Mark Wigley is Professor of Architecture at Columbia University.

  • The Activist Drawing

    The Activist Drawing

    Retracing Situationist Architectures from Constant's New Babylon to Beyond

    Catherine de Zegher and Mark Wigley

    A reconsideration of Constant Nieuwenhuys's visionary architectural project, New Babylon, and of the role of drawing in and electronic age.

    Dutch artist Constant Nieuwenhuys (b. 1920) developed his visionary architectural project New Babylon between 1956 and 1974. Emerging out of the remarkable activist group the Situationist International, the project was concerned with issues of "unitary urbanism" and the future of art in a technocratic society. It has had a major impact on subsequent generations of artists, architects, and urbanists. Exploring the intersection of drawing, utopianism, and activism in a multimedia era, The Activist Drawing not only traces this historical moment but reveals surprisingly contemporary issues about the relationship between a fully automated environment and human creativity.

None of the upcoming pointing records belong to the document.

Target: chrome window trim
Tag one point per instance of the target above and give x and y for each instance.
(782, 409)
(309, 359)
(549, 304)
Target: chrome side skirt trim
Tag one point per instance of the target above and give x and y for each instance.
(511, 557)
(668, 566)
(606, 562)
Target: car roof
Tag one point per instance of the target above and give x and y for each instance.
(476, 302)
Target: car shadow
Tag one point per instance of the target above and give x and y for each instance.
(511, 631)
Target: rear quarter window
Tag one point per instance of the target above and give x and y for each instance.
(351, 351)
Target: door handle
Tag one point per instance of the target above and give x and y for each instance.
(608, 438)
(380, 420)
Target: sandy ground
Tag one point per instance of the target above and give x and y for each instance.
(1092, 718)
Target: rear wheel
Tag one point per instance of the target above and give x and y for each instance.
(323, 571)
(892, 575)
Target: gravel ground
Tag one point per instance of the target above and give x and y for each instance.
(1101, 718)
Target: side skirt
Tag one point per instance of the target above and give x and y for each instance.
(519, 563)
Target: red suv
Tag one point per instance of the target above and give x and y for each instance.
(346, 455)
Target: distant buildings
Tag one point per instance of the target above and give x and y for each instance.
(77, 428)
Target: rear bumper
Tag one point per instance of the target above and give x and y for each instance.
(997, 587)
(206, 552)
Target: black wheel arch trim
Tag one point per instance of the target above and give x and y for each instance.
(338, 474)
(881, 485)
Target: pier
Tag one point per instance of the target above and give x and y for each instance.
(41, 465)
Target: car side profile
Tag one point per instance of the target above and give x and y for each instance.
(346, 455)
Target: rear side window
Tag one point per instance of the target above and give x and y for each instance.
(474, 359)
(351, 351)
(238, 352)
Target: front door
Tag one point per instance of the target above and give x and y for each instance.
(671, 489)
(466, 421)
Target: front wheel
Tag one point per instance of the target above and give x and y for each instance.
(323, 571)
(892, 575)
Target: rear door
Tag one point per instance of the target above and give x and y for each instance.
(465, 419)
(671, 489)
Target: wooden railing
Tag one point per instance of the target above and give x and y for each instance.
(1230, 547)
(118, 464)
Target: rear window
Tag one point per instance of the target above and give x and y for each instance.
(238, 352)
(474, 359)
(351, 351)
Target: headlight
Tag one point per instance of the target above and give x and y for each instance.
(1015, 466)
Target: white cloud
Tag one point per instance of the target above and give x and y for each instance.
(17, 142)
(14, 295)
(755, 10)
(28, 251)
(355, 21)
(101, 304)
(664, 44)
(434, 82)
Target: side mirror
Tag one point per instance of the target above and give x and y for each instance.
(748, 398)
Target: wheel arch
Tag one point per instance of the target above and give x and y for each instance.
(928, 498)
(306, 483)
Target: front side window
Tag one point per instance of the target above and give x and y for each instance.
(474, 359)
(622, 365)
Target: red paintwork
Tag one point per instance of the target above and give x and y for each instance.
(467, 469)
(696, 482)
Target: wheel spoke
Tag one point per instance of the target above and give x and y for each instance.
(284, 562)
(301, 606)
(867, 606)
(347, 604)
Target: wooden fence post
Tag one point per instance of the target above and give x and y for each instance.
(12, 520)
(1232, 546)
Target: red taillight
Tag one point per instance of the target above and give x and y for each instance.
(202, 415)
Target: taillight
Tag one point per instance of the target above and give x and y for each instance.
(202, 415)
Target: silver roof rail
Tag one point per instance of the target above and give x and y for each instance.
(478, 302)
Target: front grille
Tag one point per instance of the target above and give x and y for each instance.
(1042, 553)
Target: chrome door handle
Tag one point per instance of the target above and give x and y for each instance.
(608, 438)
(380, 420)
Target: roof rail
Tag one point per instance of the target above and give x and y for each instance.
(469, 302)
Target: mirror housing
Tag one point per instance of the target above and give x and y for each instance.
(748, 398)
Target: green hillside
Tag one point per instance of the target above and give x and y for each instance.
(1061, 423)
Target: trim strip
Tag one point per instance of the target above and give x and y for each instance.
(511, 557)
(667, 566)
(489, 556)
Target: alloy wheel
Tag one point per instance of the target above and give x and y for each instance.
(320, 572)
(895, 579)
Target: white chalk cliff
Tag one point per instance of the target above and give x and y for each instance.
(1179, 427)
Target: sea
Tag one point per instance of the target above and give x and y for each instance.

    Several decades before the current debate about architecture in the supposedly placeless electronic age, Constant conceived an urban and architectural model that literally envisaged the World Wide Web. The inhabitants of his New Babylon drift through huge labyrinthine interiors, perpetually reconstructing every aspect of the environment according to their latest desires. Walls, floors, lighting, sound, color, texture, and smell keep changing. This network of vast "sectors" can be seen as a physical embodiment of the Internet, where people configure their individual Web sites and wander from site to site without limits. With its parallels to our virtual world, New Babylon seems as radical today as when it was created.

    The essays explore the relevance of Constant's utopian work to that of his peers in the Situationist International and experimental architectural movements of the 1960s, as well as later generations of architects and artists. They use Constant's revolutionary project as a springboard to reconsider the role of drawing in an electronic age.

    Copublished with the Drawing Center, New York City.

    Contributors Benjamin Buchloh, Constant Nieuwenhuys, Rosalyn Deutsche, Catherine de Zegher, Elizabeth Diller, Tom McDonough, Martha Rosler, Bernard Tschumi, Anthony Vidler, Mark Wigley

    • Hardcover $32.00
  • White Walls, Designer Dresses

    White Walls, Designer Dresses

    The Fashioning of Modern Architecture

    Mark Wigley

    In a daring revisionist history of modern architecture, Mark Wigley opens up a new understanding of the historical avant-garde. He explores the most obvious, but least discussed, feature of modern architecture: white walls. Although the white wall exemplifies the stripping away of the decorative masquerade costumes worn by nineteenth-century buildings, Wigley argues that modern buildings are not naked. The white wall is itself a form of clothing—the newly athletic body of the building, like that of its occupants, wears a new kind of garment and these garments are meant to match. Not only did almost all modern architects literally design dresses, Wigley points out, their arguments for a modern architecture were taken from the logic of clothing reform. Architecture was understood as a form of dress design.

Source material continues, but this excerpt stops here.